Poetry: The Early Years

My friends, everyone must start somewhere.  And thus it was with my humble self.  I did not spring full grown from my father’s head.  Little Betsy took her tottering steps towards a writing future just as every other writer does.

In proof of this fact, I offer up the following limerick, which was published in my fifth grade newsletter to great fanfare.  If I remember correctly, which is kind of chancy at this point in my life, I was the absolute Queen of the Limerick in fifth grade. This one’s the best, though. Well, okay, it might not be the best, but it’s the only one I remember. And I thought I’d share it with all of you.

huh-hmmmmm

Untitled
by
Betsy Horvath in Fifth Grade

 

Whenever I go far from home
I send not myself, but a clone.
The other five me’s
Sit in the trees,
Have fun and are never alone.

 

Honestly, I’m not quite sure where the whole “sit in the trees” thing came from. I did have a favorite tree back then, a tree that was honored in my multi-stanza epic poem “My Tree and Me” (My tree and me / are as happy as can be).  It also might have come from “The Sound of Music”. The scene where all of the kids were hanging out of trees wearing outfits made from old draperies did make quite an impression.

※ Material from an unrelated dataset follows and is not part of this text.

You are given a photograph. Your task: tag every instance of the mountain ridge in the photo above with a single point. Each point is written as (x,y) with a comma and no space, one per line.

When I quote this poem as an adult, I tend to change the line to “the other five me’s / will do as we please”, but I wanted to give you the original unaltered version.

Fifth grade was a year of significant growth in my art, and then in sixth grade my opus maximus “Herman the Unhappy Loaf of Bread” was published. Someday Herman may find his way here too.

And now I think I shall go out and sit in a tree for a while.

Thank you for your time.

Comments

  1. We absolutely want Herman! Herman! Herman! Herman!

    You’re lucky. If you get writer’s block, you have four other Me’s to pick up the slack. 🙂

    • Betsy Horvath says

      Herman shall ride again! He’s going to show up on another day when I can’t think of anything to post. Perhaps today.

      And I’m STILL waiting to read your work about the Watermelon (I believe).